Radikale Bezogenheit
Als Erwachsenen ist uns unser Abhängig-Sein oft nicht bewusst, als Kinder und Jugendliche ist die Abhängigkeit existentiell allgegenwärtig. Kinder sind in allem, was sie tun, auf andere angewiesen, je jünger desto grundsätzlicher. Säuglinge sind in jeder Körperfunktion auf die Betreuungspersonen bezogen. Wenn mit dem Wachstum auch die Kreise über Kindergarten und Schule größer werden, bleiben Kinder in ihrem Bezugsrahmen auf Erwachsene angewiesen – auf deren Erlaubnis, Unterstützung, Wohlwollen und Liebe. In der Pubertät wendet sich die Aufmerksamkeit dann zwar zunehmend von der Ursprungsfamilie ab – der Lebensrahmen wird noch weiter – die Bezogenheit auf andere, die Notwendigkeit von Beziehungen aber bleibt. Die Abhängigkeit erstreckt sich weit über Beziehungsaspekte und schließt Fragen der materiellen und medizinischen Verantwortung sowie rechtliche Belange mit ein.

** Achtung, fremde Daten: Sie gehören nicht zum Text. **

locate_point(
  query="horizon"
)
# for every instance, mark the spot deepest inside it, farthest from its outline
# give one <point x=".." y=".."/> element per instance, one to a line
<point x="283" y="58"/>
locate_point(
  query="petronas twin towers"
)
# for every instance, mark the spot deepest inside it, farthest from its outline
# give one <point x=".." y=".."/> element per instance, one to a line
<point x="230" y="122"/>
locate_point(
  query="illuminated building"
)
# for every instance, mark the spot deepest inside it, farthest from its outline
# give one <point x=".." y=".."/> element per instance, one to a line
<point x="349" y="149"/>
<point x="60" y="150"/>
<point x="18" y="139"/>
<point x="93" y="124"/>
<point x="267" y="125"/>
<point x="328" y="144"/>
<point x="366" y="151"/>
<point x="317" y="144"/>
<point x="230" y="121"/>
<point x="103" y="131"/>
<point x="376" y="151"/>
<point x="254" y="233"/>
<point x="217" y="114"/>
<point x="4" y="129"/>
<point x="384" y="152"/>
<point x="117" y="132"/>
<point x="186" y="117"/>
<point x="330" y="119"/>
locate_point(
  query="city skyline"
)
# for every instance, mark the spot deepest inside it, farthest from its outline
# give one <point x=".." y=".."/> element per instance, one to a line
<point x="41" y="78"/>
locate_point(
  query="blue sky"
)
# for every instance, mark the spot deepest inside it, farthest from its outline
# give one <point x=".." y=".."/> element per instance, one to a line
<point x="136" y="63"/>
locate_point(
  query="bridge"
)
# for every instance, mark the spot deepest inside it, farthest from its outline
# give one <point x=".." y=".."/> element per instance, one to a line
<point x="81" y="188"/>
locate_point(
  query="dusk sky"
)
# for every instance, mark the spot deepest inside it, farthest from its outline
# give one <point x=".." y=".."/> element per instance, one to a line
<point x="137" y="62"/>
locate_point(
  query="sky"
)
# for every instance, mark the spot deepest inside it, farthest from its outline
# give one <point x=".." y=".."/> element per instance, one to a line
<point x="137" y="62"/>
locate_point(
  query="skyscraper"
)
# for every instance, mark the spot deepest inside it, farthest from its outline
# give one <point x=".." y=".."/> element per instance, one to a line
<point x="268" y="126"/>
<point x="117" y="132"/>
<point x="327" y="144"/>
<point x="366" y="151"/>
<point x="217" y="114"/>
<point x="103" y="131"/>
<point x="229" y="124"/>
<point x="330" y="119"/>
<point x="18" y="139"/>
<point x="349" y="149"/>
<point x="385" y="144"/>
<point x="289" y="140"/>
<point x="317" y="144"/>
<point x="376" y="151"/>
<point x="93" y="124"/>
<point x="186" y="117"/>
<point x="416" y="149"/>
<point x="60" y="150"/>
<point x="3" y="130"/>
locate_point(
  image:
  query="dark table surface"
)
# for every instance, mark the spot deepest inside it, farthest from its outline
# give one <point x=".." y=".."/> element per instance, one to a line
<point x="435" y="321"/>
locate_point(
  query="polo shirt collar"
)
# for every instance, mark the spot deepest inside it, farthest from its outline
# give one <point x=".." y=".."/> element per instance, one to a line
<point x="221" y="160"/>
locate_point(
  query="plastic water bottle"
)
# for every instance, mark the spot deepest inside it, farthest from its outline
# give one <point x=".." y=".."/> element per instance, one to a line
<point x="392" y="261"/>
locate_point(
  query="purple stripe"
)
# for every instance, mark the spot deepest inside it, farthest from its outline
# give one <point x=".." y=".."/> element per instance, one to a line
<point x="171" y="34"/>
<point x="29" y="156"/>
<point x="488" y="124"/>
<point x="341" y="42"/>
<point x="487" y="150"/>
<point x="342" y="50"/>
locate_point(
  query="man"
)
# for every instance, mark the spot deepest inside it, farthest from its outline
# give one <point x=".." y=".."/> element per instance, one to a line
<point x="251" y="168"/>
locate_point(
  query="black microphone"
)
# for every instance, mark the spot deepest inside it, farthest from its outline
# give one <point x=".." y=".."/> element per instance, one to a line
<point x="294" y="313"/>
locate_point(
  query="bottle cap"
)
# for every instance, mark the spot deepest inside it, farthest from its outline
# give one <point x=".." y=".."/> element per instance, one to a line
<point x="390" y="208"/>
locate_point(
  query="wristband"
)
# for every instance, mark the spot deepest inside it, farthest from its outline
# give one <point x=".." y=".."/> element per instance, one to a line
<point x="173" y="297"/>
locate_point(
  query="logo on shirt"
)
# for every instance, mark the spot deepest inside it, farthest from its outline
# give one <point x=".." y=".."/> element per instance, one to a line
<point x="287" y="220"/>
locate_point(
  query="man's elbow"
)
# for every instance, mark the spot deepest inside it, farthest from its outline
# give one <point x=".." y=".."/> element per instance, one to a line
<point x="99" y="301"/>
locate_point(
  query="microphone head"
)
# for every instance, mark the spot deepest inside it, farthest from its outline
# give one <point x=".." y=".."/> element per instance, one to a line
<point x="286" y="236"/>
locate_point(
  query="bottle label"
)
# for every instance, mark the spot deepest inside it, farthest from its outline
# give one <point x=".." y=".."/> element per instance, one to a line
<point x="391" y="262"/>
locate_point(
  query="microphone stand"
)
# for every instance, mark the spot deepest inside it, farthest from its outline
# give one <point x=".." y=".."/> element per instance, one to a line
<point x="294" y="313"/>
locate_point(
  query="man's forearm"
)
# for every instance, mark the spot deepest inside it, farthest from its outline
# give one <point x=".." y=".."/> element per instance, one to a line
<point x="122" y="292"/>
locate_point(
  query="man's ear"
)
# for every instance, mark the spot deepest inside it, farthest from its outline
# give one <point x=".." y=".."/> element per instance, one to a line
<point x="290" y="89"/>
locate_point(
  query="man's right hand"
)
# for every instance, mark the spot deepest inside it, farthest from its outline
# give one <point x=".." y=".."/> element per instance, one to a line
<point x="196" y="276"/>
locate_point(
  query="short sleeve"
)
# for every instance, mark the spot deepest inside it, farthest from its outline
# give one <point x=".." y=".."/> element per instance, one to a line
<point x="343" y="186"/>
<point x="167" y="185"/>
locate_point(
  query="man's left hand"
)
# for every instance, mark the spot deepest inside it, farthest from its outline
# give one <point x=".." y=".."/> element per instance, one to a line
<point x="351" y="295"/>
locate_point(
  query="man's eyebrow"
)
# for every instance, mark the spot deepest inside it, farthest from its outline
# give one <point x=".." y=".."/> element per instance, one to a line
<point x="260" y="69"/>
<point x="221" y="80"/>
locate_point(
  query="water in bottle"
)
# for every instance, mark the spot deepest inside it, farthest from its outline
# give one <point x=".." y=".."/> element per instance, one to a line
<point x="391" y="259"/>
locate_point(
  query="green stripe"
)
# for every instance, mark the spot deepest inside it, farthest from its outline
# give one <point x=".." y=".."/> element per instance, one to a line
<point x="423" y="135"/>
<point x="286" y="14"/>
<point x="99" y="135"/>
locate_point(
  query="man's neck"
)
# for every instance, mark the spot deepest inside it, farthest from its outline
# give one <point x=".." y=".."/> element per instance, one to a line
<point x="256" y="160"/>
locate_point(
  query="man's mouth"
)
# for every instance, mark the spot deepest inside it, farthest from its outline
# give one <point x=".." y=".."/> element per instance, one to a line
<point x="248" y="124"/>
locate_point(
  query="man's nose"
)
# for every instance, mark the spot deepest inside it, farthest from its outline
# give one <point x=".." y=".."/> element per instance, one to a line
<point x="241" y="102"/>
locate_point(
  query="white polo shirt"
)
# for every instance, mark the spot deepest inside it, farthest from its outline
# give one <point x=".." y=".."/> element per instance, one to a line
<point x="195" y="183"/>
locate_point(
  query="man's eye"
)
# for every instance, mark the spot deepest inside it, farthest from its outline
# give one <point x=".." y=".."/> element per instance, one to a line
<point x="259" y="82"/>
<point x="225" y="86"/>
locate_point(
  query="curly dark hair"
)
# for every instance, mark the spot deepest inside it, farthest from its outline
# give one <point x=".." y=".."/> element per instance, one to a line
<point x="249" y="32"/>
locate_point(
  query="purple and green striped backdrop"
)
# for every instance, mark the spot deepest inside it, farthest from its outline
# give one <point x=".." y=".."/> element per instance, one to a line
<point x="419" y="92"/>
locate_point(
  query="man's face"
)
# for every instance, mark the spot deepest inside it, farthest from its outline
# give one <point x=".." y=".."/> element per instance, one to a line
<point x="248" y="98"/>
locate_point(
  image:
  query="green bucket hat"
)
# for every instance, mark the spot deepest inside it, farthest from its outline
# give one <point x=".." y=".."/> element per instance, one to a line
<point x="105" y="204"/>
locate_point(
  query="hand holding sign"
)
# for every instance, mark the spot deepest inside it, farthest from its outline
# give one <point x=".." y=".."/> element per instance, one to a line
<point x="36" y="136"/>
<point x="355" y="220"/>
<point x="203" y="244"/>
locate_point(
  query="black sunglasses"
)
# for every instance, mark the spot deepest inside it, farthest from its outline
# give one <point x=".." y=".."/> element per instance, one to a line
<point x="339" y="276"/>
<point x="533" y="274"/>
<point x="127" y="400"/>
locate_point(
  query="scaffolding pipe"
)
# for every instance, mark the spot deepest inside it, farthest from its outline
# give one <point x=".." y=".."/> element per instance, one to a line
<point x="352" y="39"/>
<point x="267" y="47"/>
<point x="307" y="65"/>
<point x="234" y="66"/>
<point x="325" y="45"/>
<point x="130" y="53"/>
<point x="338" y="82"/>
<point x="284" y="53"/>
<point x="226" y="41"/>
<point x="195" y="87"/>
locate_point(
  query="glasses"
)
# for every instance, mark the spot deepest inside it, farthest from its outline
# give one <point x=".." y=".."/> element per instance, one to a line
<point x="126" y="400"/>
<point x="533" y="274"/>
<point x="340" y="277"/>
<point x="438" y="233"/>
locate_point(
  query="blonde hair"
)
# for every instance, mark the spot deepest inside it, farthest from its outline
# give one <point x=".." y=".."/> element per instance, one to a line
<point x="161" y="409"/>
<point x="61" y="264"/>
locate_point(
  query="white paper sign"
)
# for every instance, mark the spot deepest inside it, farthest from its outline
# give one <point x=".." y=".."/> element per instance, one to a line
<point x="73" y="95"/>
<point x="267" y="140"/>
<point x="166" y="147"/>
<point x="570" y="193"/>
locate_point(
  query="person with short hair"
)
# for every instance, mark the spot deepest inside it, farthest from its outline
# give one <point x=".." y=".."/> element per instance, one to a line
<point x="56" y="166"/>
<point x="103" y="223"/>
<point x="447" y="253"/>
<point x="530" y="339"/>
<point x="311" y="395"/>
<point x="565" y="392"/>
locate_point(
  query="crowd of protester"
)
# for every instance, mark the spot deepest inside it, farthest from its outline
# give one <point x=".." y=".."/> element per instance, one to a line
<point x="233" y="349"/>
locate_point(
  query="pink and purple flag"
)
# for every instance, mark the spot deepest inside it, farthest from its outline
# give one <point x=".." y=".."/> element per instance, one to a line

Das Bedürfnis der Bezugnahme kann zu keinem Zeitpunkt im Leben zum Erliegen gebracht werden.
Erwachsenen gelingt es teilweise zwar, einen gewissen Bedürfnis-Aufschub hinzunehmen, Kinder und Jugendliche können das weniger lange aushalten. Das liegt in der neurologischen Beschaffenheit des Belohnungssystems begründet und ist mittlerweile wissenschaftlich gut untersucht.2 Wir sehen, die
Bezugnahme wird viel radikaler und kompromissloser ausgelebt, je jünger wir sind. Babys schreien, Kleinkinder quengeln und auch wenn die Strategien zur Kontaktaufnahme differenzierter und eleganter werden, bleibt der Drang, uns mit anderen Menschen zu verbinden, unstillbar groß.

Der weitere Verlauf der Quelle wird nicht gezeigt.